In general, your main residence – i.e. the place where you live – is exempt from capital gains tax (CGT).
This exemption can be extended by up to six years where you rent out the property and do not establish a new main residence elsewhere in the world. This rule is sometimes referred to as the “Six Year Rule”. It is also known as the “Temporary Absence Rule”.
The six years resets each time you return to live in the property, but you would need to live in the property for at least 6 months in order to re-establish the property as your main residence.
If you do not rent out your property after you cease living in it, you can treat the dwelling as your main residence indefinitely. However, it should be noted that spending a significant time in your property during an overseas assignment could have an impact on your non resident status.
Main residence exemption only applies to one property
If you own more than one property, you can only claim the main residence exemption in respect of the property you choose to live in.
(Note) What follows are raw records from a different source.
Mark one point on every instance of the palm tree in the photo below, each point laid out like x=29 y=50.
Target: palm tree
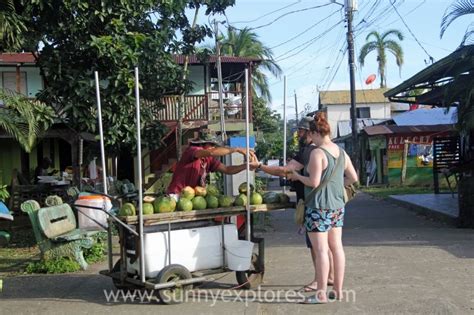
x=457 y=9
x=11 y=27
x=24 y=119
x=381 y=44
x=245 y=43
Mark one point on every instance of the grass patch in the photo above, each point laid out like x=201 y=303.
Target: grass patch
x=384 y=192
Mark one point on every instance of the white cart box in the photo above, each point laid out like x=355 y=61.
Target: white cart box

The main residence exemption can be applied to one property and then switched to another property that you move into, but it cannot apply to two properties you own at the same time.
Tax benefit is even more significant for non residents following the change of the CGT rules from 8 May 2012
Given that CGT rules changed on 8 May 2012 to deny non resident taxpayers the 50% discount on capital gains for assets owned for more than 12 months, the main residence exemption is effectively more valuable in terms of the tax benefit it can offer.
If you are thinking about selling one of your properties, you need to think carefully about how the Six Year Rule may apply to your situation. You need a valuation after the 6 year exemption ceases. At the end of the 6 year exemption period, you will need a Market Valuation to determine the CGT that will apply to your previous main residence.